Setelah tugasku selesai di dapur, aku ke halaman tempat dimana jamuan makan akan berlangsung. Di sana para lelaki mulai membuat roti untuk pizza dari mengaduk tepung terigu dengan air dan raginya lalu melempar-lemparnya ke udara sampai tipis. Aku mencoba melemparnya tetapi malah jatuh ke kepalaku dan Adrian tertawa bersama anak-anak dari pembuat roti pizza yang menonton aksiku disana, aku kesal ditertawakan dan melemparkan terigu ke arahnya lalu anak-anak mengikuti yang kami lakukan sehingga terjadi perang terigu. Diakhiri dengan teriakan sang nenek yang ingin menyiapkan meja makan.

Kami bersenang-senang dengan keluarga itu dan Adrian terlihat senang sekali bermain bersama anak-anak walau mereka tidak mengerti bahasa Inggris tapi ia tetap bisa bermain bersama mereka tanpa ada kendala bahasa.

Pizza yang dibuat adalah pizza klasik, hanya saus tomat, keju parmesan dan daun basil ditambah olive oil, sedikit garam, lada, juga oregano sebagai penyedap. Dibanding Pizza di Indonesia yang rotinya tebal-tebal, di Itali tipis-tipis dan garing, kami langsung berebutan mengambil potongan pizza begitu keluar dari oven karena yang memasak di dapur masih belum muncul dan waktu makan siang sudah lewat tiga puluh menit yang lalu.

Mereka sangat senang menjamu tamu terutama tamu dari jauh seperti kami, berkumpul dan berkenalan dengan seluruh keluarga besar dengan makan di halaman mereka. Membakar pizza di oven tradisional yang mereka buat di halaman untuk acara perjamuan seluruh keluarga seperti sekarang.

Tak hanya masakan yang mereka buat sendiri, tetapi minuman. Di halaman belakang rumahnya ada kebun anggur dan mereka biasa membuat anggur sendiri, yang disimpan di basement, rumah itu cukup besar dan halamannya sangat luas bahkan semua sayuran pun berasal dari kebun di halaman rumah.

Kami makan besar dan semuanya terasa enak, mungkin karena bahan makanannya yang segar dan langsung dipetik dari kebun. Mereka pun tak henti-hentinya menawarkan kami minuman dan makanan karena prinsip mereka jika tamunya tidak bertambah berat badan setelah pulang dari rumah mereka, itu artinya mereka tidak menjamu tamunya dengan baik dan kita minum untuk itu karena mereka berhasil membuat kami kekenyangan. 

Di negara pizza dan pasta itu hampir tiap hari adalah mencoba makanan seperti di film ’Eat, Pray and Love’ yang bagian ’Eat’ berlokasi di Italia.

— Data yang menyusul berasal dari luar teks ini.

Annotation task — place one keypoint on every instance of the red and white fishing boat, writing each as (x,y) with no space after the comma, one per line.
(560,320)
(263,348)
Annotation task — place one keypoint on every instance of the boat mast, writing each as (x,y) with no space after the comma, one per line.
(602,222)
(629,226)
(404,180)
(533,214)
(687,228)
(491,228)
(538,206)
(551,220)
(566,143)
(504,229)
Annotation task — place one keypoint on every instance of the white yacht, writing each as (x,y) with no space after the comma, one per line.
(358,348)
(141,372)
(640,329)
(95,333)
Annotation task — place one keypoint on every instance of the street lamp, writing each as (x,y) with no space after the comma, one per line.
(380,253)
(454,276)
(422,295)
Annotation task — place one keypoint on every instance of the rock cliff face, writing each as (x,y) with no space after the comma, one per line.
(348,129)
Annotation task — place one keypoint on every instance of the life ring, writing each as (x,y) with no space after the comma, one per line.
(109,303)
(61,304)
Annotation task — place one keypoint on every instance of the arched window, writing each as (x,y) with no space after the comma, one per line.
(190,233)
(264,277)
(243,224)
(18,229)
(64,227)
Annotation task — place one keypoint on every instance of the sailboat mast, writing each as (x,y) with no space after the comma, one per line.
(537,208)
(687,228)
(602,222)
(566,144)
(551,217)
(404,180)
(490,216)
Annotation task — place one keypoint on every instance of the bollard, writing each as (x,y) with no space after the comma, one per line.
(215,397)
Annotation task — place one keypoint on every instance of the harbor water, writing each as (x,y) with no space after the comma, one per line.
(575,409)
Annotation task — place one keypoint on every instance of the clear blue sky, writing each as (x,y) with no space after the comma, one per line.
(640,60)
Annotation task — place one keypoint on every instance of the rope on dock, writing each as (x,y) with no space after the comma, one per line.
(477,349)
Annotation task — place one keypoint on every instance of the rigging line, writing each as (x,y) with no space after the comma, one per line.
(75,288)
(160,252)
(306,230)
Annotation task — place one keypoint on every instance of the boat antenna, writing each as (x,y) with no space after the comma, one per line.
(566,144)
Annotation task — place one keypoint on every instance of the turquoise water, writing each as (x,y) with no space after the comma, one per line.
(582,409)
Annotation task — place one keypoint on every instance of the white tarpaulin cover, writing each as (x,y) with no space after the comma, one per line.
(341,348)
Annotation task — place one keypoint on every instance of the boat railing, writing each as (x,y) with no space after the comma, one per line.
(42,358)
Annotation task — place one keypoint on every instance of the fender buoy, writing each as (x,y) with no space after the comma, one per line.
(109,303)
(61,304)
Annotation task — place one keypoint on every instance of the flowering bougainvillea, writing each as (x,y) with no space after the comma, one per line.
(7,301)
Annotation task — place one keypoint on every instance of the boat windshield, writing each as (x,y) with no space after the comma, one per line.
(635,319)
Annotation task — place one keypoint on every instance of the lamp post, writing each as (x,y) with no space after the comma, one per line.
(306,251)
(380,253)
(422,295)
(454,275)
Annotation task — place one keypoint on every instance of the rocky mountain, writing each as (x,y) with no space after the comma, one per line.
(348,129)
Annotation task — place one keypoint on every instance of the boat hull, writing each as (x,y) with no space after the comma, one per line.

Di lain hari ketika kami terpisah dari rombongan dan menemukan toko gelatto ternama dan tertua di Roma, seperti anak kecil yang tersesat di toko mainan, sulit menentukan pilihan rasa tetapi pelayannya dengan baik hati menyendokkan setiap rasa yang ada untuk dicicipi walau akhirnya aku hanya menjatuhkan pilihan ke rasa coklat dan pistachio sedangkan Adrian vanilla dan basil, rasa daun basil itu hanya ada di Italia aku mencoba sedikit dari Adrian dan ia tertawa melihat ekspresiku ketika mencobanya. 

Kami bersenang-senang hingga malam terakhir disana, terpisah dari rombongan yang sudah kembali ke hotel beberapa jam yang lalu, dengan segelas wine di tangan, kami berdiri di balkoni restauran tempat kami makan malam, memandangi keindahan Roma di malam hari dan entah karena suasana dan musik yang mendukung atau memang momennya benar-benar pas atau akibat perasaanku yang bahagia bisa melupakan Bino, sehingga membiarkan ia menciumku dan aku pun membalasnya. 

”Maaf, jika yang kulakukan tak berkenan.” Itu yang keluar dari mulut Adrian setelah menciumku, dibandingkan dengan Bino yang tak pernah meminta maaf dan begitu agresif jika menciumku. Lagi, aku membandingkannya, lelaki ini lain dan tak sebanding dengan Bino pikirku. 

”Tidak, aku senang bersamamu terlebih kita sama-sama pecinta kopi.” Senyumku menenangkan keresahan Adrian setelah mendaratkan ciuman di bibirku.